Even birds bred in captivity are ready to fly, flight is the wonder of birds.

. . . My heart in hiding
Stirred for a bird, – the achieve of, the mastery of the thing.
Gerard Manley Hopkins, The Windhover, May, 1877.

‘From time to time we have for sale Superbs, King Parrots and Regents. We generally do not carry many of these in stock as a Wildlife Licence is required for these birds and the general public do not have a license.’[10]

7

It’s light but the Flying Foxes are already flying past  into the forest, though one heads south in the opposite direction. This King Parrot left the Grey Myrtle hours ago and will now be roosting

In becoming dark, a Black Cockatoo gnaws away on a note.

 

[1] John Berger, ‘Why Look at Animals?’ in About looking, Bloomsbury, 1980, p11. See Jean Baudrillard, ‘The Precession of Simulacra’, in Simulations, MIT Press, 1983.

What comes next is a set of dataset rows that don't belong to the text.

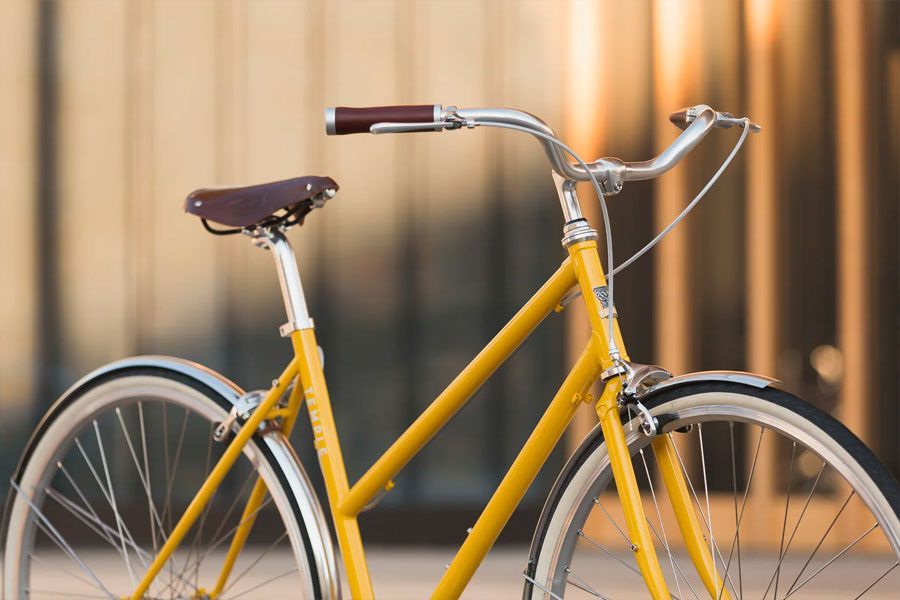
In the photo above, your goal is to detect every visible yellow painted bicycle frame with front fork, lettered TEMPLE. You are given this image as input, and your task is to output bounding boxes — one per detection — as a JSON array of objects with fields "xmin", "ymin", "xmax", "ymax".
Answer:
[{"xmin": 131, "ymin": 240, "xmax": 729, "ymax": 600}]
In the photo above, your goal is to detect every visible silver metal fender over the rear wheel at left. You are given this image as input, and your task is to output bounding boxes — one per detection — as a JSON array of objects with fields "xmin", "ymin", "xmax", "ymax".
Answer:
[{"xmin": 14, "ymin": 356, "xmax": 341, "ymax": 598}]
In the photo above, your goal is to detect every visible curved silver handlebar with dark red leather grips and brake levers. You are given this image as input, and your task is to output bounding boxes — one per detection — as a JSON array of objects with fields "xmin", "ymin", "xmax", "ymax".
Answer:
[{"xmin": 325, "ymin": 104, "xmax": 760, "ymax": 194}]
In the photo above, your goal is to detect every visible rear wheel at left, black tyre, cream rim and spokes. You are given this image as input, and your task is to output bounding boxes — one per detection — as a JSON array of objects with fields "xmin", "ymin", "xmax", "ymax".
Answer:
[{"xmin": 3, "ymin": 370, "xmax": 323, "ymax": 599}]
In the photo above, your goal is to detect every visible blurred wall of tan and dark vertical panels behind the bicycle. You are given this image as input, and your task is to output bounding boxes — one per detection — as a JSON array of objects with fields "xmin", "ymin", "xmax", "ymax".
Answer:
[{"xmin": 0, "ymin": 0, "xmax": 900, "ymax": 546}]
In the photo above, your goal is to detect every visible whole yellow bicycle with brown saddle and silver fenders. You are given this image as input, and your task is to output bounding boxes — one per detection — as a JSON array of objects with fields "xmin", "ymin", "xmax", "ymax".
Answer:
[{"xmin": 0, "ymin": 105, "xmax": 900, "ymax": 599}]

[2] See John Pickrell, ‘How Did Dino-Era Birds Survive the Asteroid 'Apocalypse'?’, National Geographic, 24.5.2018.

[3] grrlscientist, ‘What Parrots Tell us About the Origin and Evolution of Birds’, 24.12.2008. https://scienceblogs.com/grrlscientist/2008/12/24/the-evolution-and-origin-of-pa. ‘There are several separate and well-defined clades of parrots, particularly cockatoos and the lories, while the remainder of the parrots need some serious phylogenetic work to be done -- work that I would absolutely love to devote my life to completing.’

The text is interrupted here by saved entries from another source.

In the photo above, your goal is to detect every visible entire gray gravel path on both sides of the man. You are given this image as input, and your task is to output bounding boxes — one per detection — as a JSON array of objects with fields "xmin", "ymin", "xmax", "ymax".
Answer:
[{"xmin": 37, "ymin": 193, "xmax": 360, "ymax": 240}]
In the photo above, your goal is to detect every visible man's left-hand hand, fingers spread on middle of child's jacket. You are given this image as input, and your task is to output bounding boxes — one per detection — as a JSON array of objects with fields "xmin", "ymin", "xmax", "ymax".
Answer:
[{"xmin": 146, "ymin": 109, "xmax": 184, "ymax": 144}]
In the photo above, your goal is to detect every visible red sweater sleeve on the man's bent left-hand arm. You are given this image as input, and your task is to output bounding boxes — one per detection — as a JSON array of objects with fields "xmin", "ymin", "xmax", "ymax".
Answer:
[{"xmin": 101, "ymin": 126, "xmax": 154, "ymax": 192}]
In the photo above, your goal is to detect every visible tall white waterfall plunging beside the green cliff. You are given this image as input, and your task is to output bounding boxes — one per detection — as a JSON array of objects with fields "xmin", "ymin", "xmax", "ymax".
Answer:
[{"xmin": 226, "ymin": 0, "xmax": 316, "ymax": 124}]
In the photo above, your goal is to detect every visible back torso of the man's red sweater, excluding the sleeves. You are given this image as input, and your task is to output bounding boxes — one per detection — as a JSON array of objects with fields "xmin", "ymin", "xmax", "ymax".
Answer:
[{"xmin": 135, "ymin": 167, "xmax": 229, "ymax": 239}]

[4] http://www.harmonywildbird.com.au/bird-profiles/large-parrots/king-parrot/

[5] Paul Patton, ‘The Parrot's Surprising Evolutionary Past’ 20.5.2019. https://indianapublicmedia.org/amomentofscience/parrots-surprising-evolutionary.php

[6] https://www.thesprucepets.com/australian-king-parrots-as-pets-390709

[7] Sally Wasef et al, PLOS ONE, 13.11.2019.  DNA study rejects the idea that Egyptians domesticated sacred ibis for ritual use.

[8] https://www.thesprucepets.com/australian-king-parrots-as-pets-390709

[9] Pliny the Elder, Book X, Natural History, a vast work completed 77 AD, two years before his curiosity killed him in the eruption of Vesuvius.